A foundation for artificial intelligence, by equating human mental resources or mechanisms with those of the computer.
Addenda
Examples of primitive selection
Selecting a suitable set of primitives, each with its level of abstraction, in a given domain is not an easy task, even in the simplest and clearest domains. One can choose high-level, low-level, or a combination of both.
Partnership
For example, in knowledge representation, in the clear and structured domain of kinship, one can choose:
Low-level primitive relations.
The most obvious ones are: father, mother, son and daughter.
Derived relationships would be: brother, sister, grandfather, grandmother, cousin, cousin, etc.
If facts are available at the primitive level, it is easy to deduce derived relationships. On the other hand, if facts are available at the level of derivatives, there would be some ambiguity. For example, if the fact is "Ana is Pepe's cousin," then there would be four possible interpretations:
"Ana is the daughter of herman(o/a) of (p/m)adre de Pepe"

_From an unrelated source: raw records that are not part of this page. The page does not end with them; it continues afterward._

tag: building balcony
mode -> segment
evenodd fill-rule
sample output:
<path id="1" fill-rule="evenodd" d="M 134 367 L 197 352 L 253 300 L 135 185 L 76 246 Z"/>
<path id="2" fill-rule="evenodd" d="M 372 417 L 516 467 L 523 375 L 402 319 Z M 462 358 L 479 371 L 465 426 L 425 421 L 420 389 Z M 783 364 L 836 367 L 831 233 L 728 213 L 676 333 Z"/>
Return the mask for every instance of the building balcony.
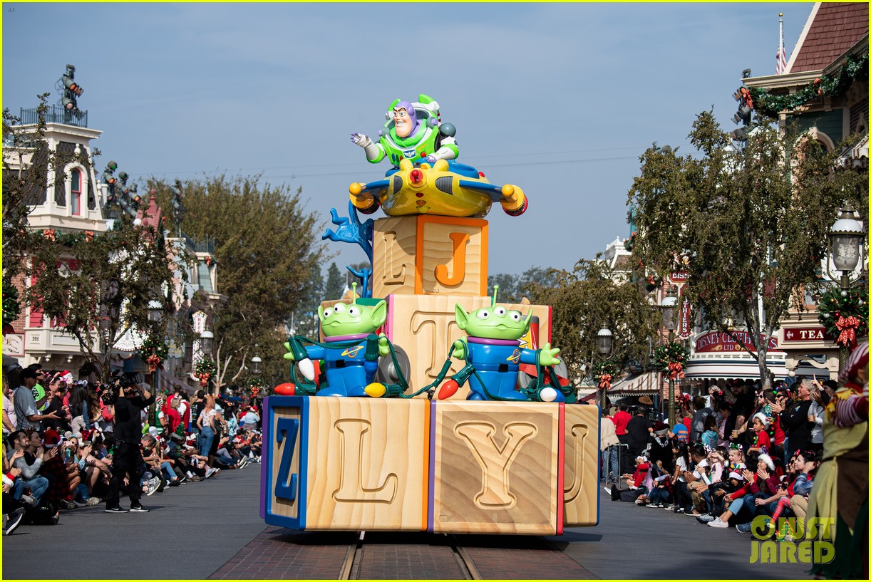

High-level primitive relationships.
One could use: parent (instead of father and mother) and direct descendant (instead of son and daughter).
Derived relationships would be sibling(s), grandparent(s), prim(s), descendant and ascendant.
In the case of the previous fact ("Ana is Pepe's cousin"), the expression is simplified by using more generic primitives, with two possible interpretations:
"Ana is a direct descendant of herman(o/a) of Pepe's progenitor"
Propositional logic
In this domain it is possible to use a single two-parameter (p and q) low-level semantic primitive: "neither p nor q" (p↓q), called "Peirce's arrow or "Quine's dagger", defined by means of the following truth table:
p
q
p↓q
0
0
1
0
1
0
1
0
0
1
1
0
This primitive is equivalent to: (p∨q)' = p'∧q' = NOR (Not Or).
By means of this single primitive it is possible to express other logical operations (derivatives):
This is a representative example of definitional simplicity. If a higher level of abstraction approach with conceptual simplicity had been adopted, then "negation" and "conjunction" would have been chosen as primitives:
The disjunction would be defined as derived from the previous two: p∨q = (p'∧q')'
The implication would be defined as: p→q = p'∨q
One could also have chosen "negation" and "disjunction" as primitives and defined conjunction and implication as derivatives:
p∧q = (p'∨q)'
p→q = p'∨q
One could have used the dual logical operation to NOR:
(p∧q)' = p'∨q' = NAND (Not And).
This is the so-called "Sheaffer's bar" (p|q), whose truth table is.
p
q
p|q
0
0
1
0
1
1
1
0
1
1
1
0
Bibliography
Dekker, Paul J.E. Dynamic Semantics. Springer, 2012.
Eco, Umberto. La búsqueda de la lengua perfecta. Crítica, 1993.